To avoid prolonged downtime for stand-alone VRAs, try reverting to the previous working version by using the following instructions after you complete your basic troubleshooting and information gathering.
Reverting to a previous version
To revert your VRA to a previous version, perform one of the following actions, depending on your situation:
-
If you can access your VRA by using the IPMI console or SSH, use the Vyatta CLI command to set a default-boot image and then reboot. This reboots your VRA to the chosen version. For example:
vyatta@vyatta01:~$ set system image default-boot Possible completions: 1801q.09052048 1912q.09012155 1912r.10190551 2012d.06101417 2012h.04211451 2110c.03031901 <Enter> Execute the current command <text> <No help text available> vyatta@vyatta01:~$ set system image default-boot 2012d.06101417 Default boot image has been set to "2012d.06101417". You need to reboot the system to start the new default image. vyatta@vyatta01:~$ reboot Proceed with reboot? (Yes/No) [No] y Broadcast message from vyatta@vyatta01 (pts/1) (Mon May 23 11:07:03 20 The system is going down for reboot
-
If you cannot access your VRA by using SSH or the IPMI console, reboot the device, then press the Esc key during boot to reach the Grub boot menu.
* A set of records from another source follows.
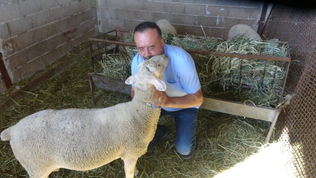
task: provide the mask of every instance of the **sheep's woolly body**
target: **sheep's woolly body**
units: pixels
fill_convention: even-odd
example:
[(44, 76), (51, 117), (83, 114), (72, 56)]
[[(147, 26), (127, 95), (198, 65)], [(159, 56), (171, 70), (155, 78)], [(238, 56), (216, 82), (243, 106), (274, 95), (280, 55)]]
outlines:
[(231, 28), (228, 33), (228, 38), (231, 38), (238, 35), (244, 35), (246, 37), (254, 35), (257, 40), (262, 40), (260, 35), (250, 26), (244, 24), (238, 24)]
[(59, 168), (90, 170), (119, 158), (125, 166), (131, 158), (136, 158), (136, 164), (154, 137), (160, 113), (146, 104), (155, 87), (149, 78), (162, 78), (165, 58), (161, 59), (167, 59), (166, 63), (142, 63), (136, 76), (130, 77), (136, 78), (137, 86), (131, 101), (102, 109), (40, 111), (4, 130), (1, 139), (10, 141), (15, 156), (31, 178), (47, 177)]
[(160, 111), (137, 99), (104, 109), (40, 111), (7, 129), (10, 144), (16, 156), (36, 156), (52, 166), (76, 170), (95, 168), (119, 157), (139, 157), (153, 137)]

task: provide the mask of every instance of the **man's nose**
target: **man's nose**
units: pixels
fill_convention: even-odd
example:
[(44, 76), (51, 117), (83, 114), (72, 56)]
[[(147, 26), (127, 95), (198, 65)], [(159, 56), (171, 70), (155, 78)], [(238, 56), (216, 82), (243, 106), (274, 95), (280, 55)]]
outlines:
[(149, 57), (150, 56), (150, 52), (148, 50), (148, 48), (146, 48), (145, 49), (145, 57)]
Select the version that you want to revert to.
You can also use the Grub boot menu for recovering a Vyatta user's password.
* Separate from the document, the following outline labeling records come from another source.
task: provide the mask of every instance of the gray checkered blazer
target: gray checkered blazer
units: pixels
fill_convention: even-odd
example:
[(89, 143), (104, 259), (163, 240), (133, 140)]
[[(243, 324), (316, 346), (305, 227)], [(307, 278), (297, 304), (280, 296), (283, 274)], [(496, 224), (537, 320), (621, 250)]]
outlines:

If your VRA is in a factory reset state
If your VRA becomes inaccessible after an update, and your password does not work in the IPMI console, then it is likely that the device is in a factory reset state. There are at least two scenarios that can cause this issue.
First, it is possible that you selected No instead of Yes when you were prompted to save the configuration during the upgrade process. To fix this issue, log in as the user that you would have previously, then reboot. After that, use one of the two methods outlined in the previous section to revert to a former version. You can then perform the upgrade procedure again, this time making sure to select Yes to save the configuration.
The second possibility is that there is an old line in your configuration file that the version you are upgrading to does not support. This is generally a bug and should be reported by creating a support case.
You can fix this issue by logging in as user vyatta
with the password vyatta
from the IPMI remote console. Finding the latest config.boot
file in your VRA file system by running the linux/bash find
command, then run the merge
command on that file to find what is causing the configuration problem during the upgrade. If the default vyatta
user and password does not work, use the process described above in "Reverting
to a previous version" to select the password recovery option and reset the Vyatta user's password. Once you gain access, find and merge the latest config.boot
file. If you can't find a config.boot
file to use,
you can manually configure an interface, static route and SSH port to gain network and SSH access to the system. This will allow you to copy and paste in (or scp
) a backup configuration file to merge. If you can't run normal Vyatta
commands, such as configure
, to enter Configure mode, try running the bash
command to access a usable shell.
The following example illustrates problems when updating from 1801ze to 1912f. Notice that the find
command pulled 4 config.boot
files that were archived in the file system even after the upgrade. To use the find
command, use the su
command to change your user to the root user.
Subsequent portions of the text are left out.